Syrian forces and rebels continued to battle for control in Aleppo on Saturday (24 September) as regime warplanes bombarded the rebel-held eastern area in a Russia-backed offensive.

In the massive ground attack, army forces and its allies captured the Handarat Palestinian refugee camp, just a few kilometres north of Aleppo, but the rebels counter attacked a few hours later.

A senior rebel official was quoted by Reuters as saying, "The fighters are waging ferocious battles because it is a battle of existence." According to reports, rebel forces have regained control of parts of Handarat. The UK-based Syrian Observatory for Human Rights said that forces were still involved in the ongoing offensive.

The attack on Aleppo could be the biggest yet in a war that has killed hundreds of thousands of people and drove millions of people from their homes. The head of the Civil Defence Rescue Service, Ammar al Selmo said on Saturday, "There are planes in the sky now. Our teams are responding but are not enough to cover this amount of catastrophe."

At least 45 civilians were reportedly killed as heavy air raids shattered buildings on Saturday. The UN has said that at least two million people in Aleppo have been left without water because of the attacks.

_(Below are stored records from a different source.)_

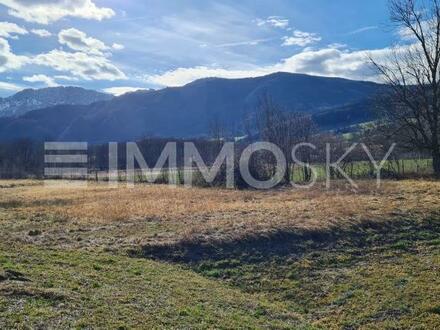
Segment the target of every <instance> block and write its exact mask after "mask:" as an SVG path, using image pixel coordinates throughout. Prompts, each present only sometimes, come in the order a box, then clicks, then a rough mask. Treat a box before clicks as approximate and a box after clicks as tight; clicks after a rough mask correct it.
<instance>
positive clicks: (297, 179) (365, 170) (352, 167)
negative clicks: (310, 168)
mask: <svg viewBox="0 0 440 330" xmlns="http://www.w3.org/2000/svg"><path fill="white" fill-rule="evenodd" d="M378 161H379V160H378ZM312 166H313V168H314V169H315V171H316V173H317V179H318V181H323V180H325V179H326V168H325V164H313V165H312ZM340 166H341V167H342V164H341V165H340ZM371 166H372V164H371V163H370V162H368V161H358V162H353V163H352V164H349V165H347V166H346V168H345V169H344V171H345V172H346V173H347V174H348V175H349V176H350V177H351V178H352V179H361V178H375V176H376V172H375V171H374V169H373V168H372V167H371ZM389 174H393V175H396V176H402V177H404V176H426V175H431V174H432V160H430V159H403V160H400V161H398V162H395V161H386V162H385V165H384V166H383V168H382V178H384V177H387V176H389ZM293 180H294V182H303V181H304V172H303V168H302V167H300V166H295V168H294V173H293Z"/></svg>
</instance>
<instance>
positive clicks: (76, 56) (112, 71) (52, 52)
mask: <svg viewBox="0 0 440 330" xmlns="http://www.w3.org/2000/svg"><path fill="white" fill-rule="evenodd" d="M33 63H34V64H37V65H42V66H48V67H51V68H52V69H54V70H56V71H60V72H68V73H70V74H71V75H73V76H75V77H78V78H81V79H85V80H110V81H113V80H119V79H126V78H127V77H126V76H125V74H124V73H123V72H122V71H121V70H119V69H118V68H117V67H116V66H115V65H114V64H112V63H111V62H110V61H109V60H108V59H107V58H105V57H103V56H94V55H91V54H86V53H83V52H76V53H69V52H65V51H62V50H57V49H54V50H52V51H50V52H49V53H45V54H40V55H37V56H36V57H35V58H34V59H33Z"/></svg>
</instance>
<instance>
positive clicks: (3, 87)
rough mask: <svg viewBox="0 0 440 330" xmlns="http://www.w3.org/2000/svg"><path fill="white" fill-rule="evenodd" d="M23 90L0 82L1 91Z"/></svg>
mask: <svg viewBox="0 0 440 330" xmlns="http://www.w3.org/2000/svg"><path fill="white" fill-rule="evenodd" d="M22 89H23V87H22V86H19V85H16V84H11V83H7V82H3V81H0V90H3V91H11V92H18V91H21V90H22Z"/></svg>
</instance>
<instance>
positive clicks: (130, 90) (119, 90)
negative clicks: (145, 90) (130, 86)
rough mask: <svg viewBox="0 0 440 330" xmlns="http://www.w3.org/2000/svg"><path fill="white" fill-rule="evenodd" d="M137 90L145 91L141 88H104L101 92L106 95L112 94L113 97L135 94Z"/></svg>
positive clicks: (142, 88)
mask: <svg viewBox="0 0 440 330" xmlns="http://www.w3.org/2000/svg"><path fill="white" fill-rule="evenodd" d="M139 90H146V88H143V87H110V88H104V89H103V91H104V92H105V93H108V94H113V95H115V96H120V95H123V94H126V93H131V92H136V91H139Z"/></svg>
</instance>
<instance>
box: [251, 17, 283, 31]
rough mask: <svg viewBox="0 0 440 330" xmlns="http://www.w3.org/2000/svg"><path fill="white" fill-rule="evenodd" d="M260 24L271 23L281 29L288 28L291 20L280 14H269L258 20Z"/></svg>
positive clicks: (259, 24)
mask: <svg viewBox="0 0 440 330" xmlns="http://www.w3.org/2000/svg"><path fill="white" fill-rule="evenodd" d="M257 25H258V26H263V25H269V26H272V27H275V28H279V29H287V28H288V27H289V20H288V19H287V18H283V17H280V16H269V17H268V18H266V19H264V20H262V19H259V20H257Z"/></svg>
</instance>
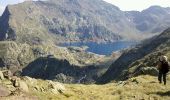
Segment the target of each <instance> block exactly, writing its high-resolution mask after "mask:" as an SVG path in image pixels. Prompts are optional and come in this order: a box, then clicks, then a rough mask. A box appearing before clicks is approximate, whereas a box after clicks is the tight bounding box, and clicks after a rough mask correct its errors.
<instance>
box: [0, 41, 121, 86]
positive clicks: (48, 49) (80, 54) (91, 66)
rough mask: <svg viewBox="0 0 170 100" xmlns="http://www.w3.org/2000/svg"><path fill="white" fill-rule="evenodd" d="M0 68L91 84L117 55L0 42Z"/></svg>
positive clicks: (78, 47) (34, 45) (41, 77)
mask: <svg viewBox="0 0 170 100" xmlns="http://www.w3.org/2000/svg"><path fill="white" fill-rule="evenodd" d="M0 48H1V49H0V70H4V69H8V70H10V71H11V72H12V73H14V75H17V76H20V75H24V76H25V75H27V76H31V77H34V78H41V79H50V80H54V81H60V82H65V83H93V82H95V80H96V79H97V78H98V77H100V76H101V75H102V74H103V73H104V72H105V71H106V70H107V68H108V66H110V65H111V63H112V62H113V61H114V60H115V59H116V58H117V57H118V56H119V54H118V55H117V57H116V55H115V56H114V57H111V56H110V57H109V56H104V55H97V54H94V53H89V52H86V51H85V49H86V48H83V47H82V48H81V47H68V48H65V47H58V46H55V45H51V44H44V45H34V46H30V45H28V44H26V43H25V44H21V43H16V42H13V41H1V42H0Z"/></svg>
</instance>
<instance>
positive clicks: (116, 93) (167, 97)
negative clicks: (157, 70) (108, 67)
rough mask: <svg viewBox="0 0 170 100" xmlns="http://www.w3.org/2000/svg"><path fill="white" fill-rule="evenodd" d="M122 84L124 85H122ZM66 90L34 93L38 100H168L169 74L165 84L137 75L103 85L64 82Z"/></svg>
mask: <svg viewBox="0 0 170 100" xmlns="http://www.w3.org/2000/svg"><path fill="white" fill-rule="evenodd" d="M123 84H124V85H123ZM65 87H66V89H67V91H66V92H65V93H63V94H62V93H61V94H58V95H53V94H48V93H47V94H45V93H34V95H37V96H38V97H39V99H40V100H47V99H51V100H60V99H62V100H125V99H126V100H168V99H170V76H168V82H167V85H166V86H164V85H163V84H159V83H158V82H157V77H152V76H139V77H135V78H132V79H129V80H128V81H124V82H122V83H121V82H118V83H115V82H112V83H109V84H105V85H95V84H93V85H78V84H74V85H73V84H66V85H65Z"/></svg>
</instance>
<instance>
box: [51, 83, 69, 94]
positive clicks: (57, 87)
mask: <svg viewBox="0 0 170 100" xmlns="http://www.w3.org/2000/svg"><path fill="white" fill-rule="evenodd" d="M48 83H49V88H51V91H52V92H53V93H54V94H57V93H64V91H65V90H66V89H65V87H64V85H62V84H61V83H59V82H53V81H48Z"/></svg>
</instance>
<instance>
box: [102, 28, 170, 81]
mask: <svg viewBox="0 0 170 100" xmlns="http://www.w3.org/2000/svg"><path fill="white" fill-rule="evenodd" d="M161 55H166V56H168V57H170V29H167V30H165V31H164V32H163V33H162V34H160V35H159V36H156V37H154V38H152V39H150V40H147V41H145V42H144V43H143V44H141V45H139V46H137V47H136V48H133V49H130V50H128V51H127V52H125V53H124V54H122V56H121V57H120V58H119V59H118V60H116V61H115V62H114V63H113V64H112V65H111V66H110V68H109V69H108V70H107V72H106V73H105V74H104V75H103V76H102V77H101V78H100V79H99V83H106V82H109V81H111V80H115V79H116V80H124V79H127V78H129V77H133V76H136V75H140V74H151V73H145V71H143V72H141V71H142V70H143V68H148V70H149V67H150V68H154V67H156V65H157V61H158V58H159V57H160V56H161ZM146 70H147V69H146ZM153 70H154V69H153Z"/></svg>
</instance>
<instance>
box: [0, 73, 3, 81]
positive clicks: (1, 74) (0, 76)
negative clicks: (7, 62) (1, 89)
mask: <svg viewBox="0 0 170 100" xmlns="http://www.w3.org/2000/svg"><path fill="white" fill-rule="evenodd" d="M0 80H4V75H3V73H2V71H0Z"/></svg>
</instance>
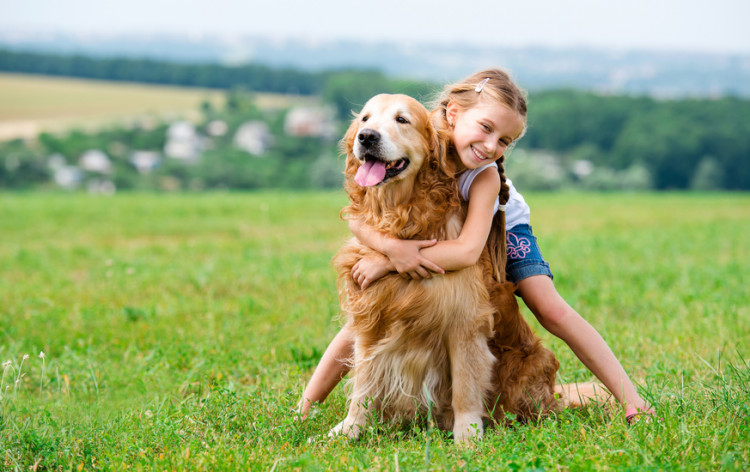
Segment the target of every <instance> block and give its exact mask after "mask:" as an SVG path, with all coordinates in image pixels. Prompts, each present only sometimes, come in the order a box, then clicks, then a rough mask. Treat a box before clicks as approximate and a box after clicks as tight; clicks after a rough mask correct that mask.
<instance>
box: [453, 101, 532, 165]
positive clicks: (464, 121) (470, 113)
mask: <svg viewBox="0 0 750 472" xmlns="http://www.w3.org/2000/svg"><path fill="white" fill-rule="evenodd" d="M447 118H448V122H449V123H453V127H452V130H453V143H454V145H455V147H456V153H457V154H458V157H459V159H460V161H461V164H462V165H463V167H465V168H467V169H475V168H477V167H479V166H482V165H484V164H489V163H490V162H494V161H496V160H498V159H499V158H500V157H501V156H502V155H503V153H504V152H505V150H506V149H507V148H508V146H509V145H510V144H511V143H512V142H513V141H515V140H516V139H518V137H519V136H520V135H521V134H522V133H523V130H524V128H525V126H526V123H525V121H524V119H523V117H522V116H521V115H520V114H519V113H518V112H516V111H514V110H511V109H510V108H508V107H507V106H505V105H503V104H500V103H497V102H494V101H489V100H488V101H481V102H480V103H478V104H477V105H475V106H473V107H471V108H469V109H467V110H464V111H459V110H458V107H456V106H455V105H454V104H449V105H448V108H447Z"/></svg>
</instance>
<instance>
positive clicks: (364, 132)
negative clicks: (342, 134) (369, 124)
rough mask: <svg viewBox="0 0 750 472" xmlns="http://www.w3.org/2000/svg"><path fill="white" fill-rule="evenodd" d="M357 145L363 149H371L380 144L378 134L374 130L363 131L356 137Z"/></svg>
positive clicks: (365, 129) (360, 131)
mask: <svg viewBox="0 0 750 472" xmlns="http://www.w3.org/2000/svg"><path fill="white" fill-rule="evenodd" d="M357 139H358V140H359V143H360V144H361V145H362V146H364V147H371V146H373V145H375V144H378V142H380V133H378V132H377V131H375V130H374V129H363V130H362V131H360V132H359V134H358V135H357Z"/></svg>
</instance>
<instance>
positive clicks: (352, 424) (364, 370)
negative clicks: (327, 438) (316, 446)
mask: <svg viewBox="0 0 750 472" xmlns="http://www.w3.org/2000/svg"><path fill="white" fill-rule="evenodd" d="M361 352H362V347H361V346H357V345H355V347H354V366H355V367H354V370H353V371H352V372H351V375H352V380H351V382H352V393H351V395H350V397H349V401H350V403H349V413H348V414H347V415H346V418H345V419H344V421H342V422H341V423H339V424H337V425H336V426H334V427H333V429H331V430H330V431H329V432H328V436H331V437H333V436H338V435H345V436H346V437H348V438H349V439H358V438H359V436H360V434H362V430H363V429H364V427H365V424H366V423H367V419H368V418H369V417H370V415H371V414H372V412H373V411H374V410H375V409H376V405H375V403H374V400H373V399H372V398H371V395H368V391H367V389H366V385H367V381H366V379H367V378H369V377H371V376H372V374H371V373H370V372H369V369H368V367H369V364H368V363H365V362H362V361H361V359H360V354H359V353H361Z"/></svg>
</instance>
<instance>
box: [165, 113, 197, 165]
mask: <svg viewBox="0 0 750 472" xmlns="http://www.w3.org/2000/svg"><path fill="white" fill-rule="evenodd" d="M204 148H205V142H204V139H203V138H202V137H201V136H200V135H198V132H197V131H196V130H195V126H193V124H192V123H190V122H188V121H175V122H174V123H172V124H171V125H170V126H169V128H168V129H167V143H166V144H165V145H164V154H165V155H166V156H167V157H171V158H174V159H180V160H183V161H185V162H195V161H197V160H198V159H199V158H200V156H201V153H202V151H203V149H204Z"/></svg>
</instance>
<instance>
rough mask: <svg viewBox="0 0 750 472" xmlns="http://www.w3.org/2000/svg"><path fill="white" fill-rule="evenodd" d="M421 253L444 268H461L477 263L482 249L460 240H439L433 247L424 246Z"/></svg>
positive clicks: (425, 256)
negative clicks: (472, 247)
mask: <svg viewBox="0 0 750 472" xmlns="http://www.w3.org/2000/svg"><path fill="white" fill-rule="evenodd" d="M420 253H421V254H422V255H423V256H424V257H425V258H426V259H429V260H430V261H432V262H434V263H435V264H437V265H439V266H440V267H442V268H443V269H444V270H447V271H453V270H461V269H465V268H466V267H469V266H472V265H474V264H476V263H477V261H478V260H479V256H480V255H481V250H480V251H477V250H475V249H474V248H471V247H468V245H466V244H464V243H462V242H461V241H459V240H450V241H439V242H438V243H437V244H435V245H434V246H431V247H427V248H424V249H422V250H421V251H420Z"/></svg>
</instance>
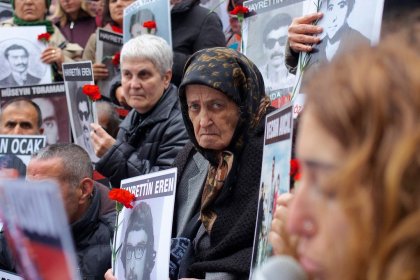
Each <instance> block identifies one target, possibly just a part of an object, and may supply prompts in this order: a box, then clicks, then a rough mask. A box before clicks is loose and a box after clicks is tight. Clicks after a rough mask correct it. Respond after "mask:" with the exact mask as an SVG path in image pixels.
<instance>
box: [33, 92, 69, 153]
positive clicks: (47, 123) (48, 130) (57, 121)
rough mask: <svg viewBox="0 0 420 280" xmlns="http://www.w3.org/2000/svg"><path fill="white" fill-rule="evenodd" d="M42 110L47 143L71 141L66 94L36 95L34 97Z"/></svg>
mask: <svg viewBox="0 0 420 280" xmlns="http://www.w3.org/2000/svg"><path fill="white" fill-rule="evenodd" d="M32 101H33V102H35V103H36V104H37V105H38V106H39V108H40V109H41V112H42V128H44V132H43V135H45V136H46V137H47V145H51V144H56V143H70V121H69V114H68V108H67V100H66V96H65V95H60V96H51V95H50V96H46V97H36V98H33V99H32Z"/></svg>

Britain, France and the US have asked for an urgent United Nations Security Council meeting regarding the escalating situation in the region, diplomats said on Saturday. The meeting is scheduled to take place on 25 September at 10 am (3pm BST), diplomats said.

UN Secretary-General Ban Ki-moon is "appalled by the chilling military escalation" in Aleppo, his spokesperson said. Stephane Dujarric said that the secretary-general was alarmed by strikes that involved incendiary arms and bunker busting bombs.

"Since the announcement two days ago by the Syrian army of an offensive to capture eastern Aleppo, there have been repeated reports of air strikes involving the use of incendiary weapons and advanced munitions such as bunker-buster bombs.

"The secretary-general considers this a dark day for the global commitment to protect civilians," he said.

A man carries the body of an infant who was retrieved from under the rubble of a building in Aleppo Thaer Mohammed/AFP

Meanwhile, UK Foreign Secretary Boris Johnson indicated that the fatal attack on a UN aid convoy in Syria last week could have been carried out deliberately by Russian warplanes. He added that if this turns out to be true, it amounts to a war crime. Moscow has denied conducting the air raid and said it could have been done by rebel forces.

Syrian Foreign Minister Walid al-Moalem said that the regime has made great strides against terrorists in the area. He told the UN General Assembly in New York that his belief was stronger than ever for victory.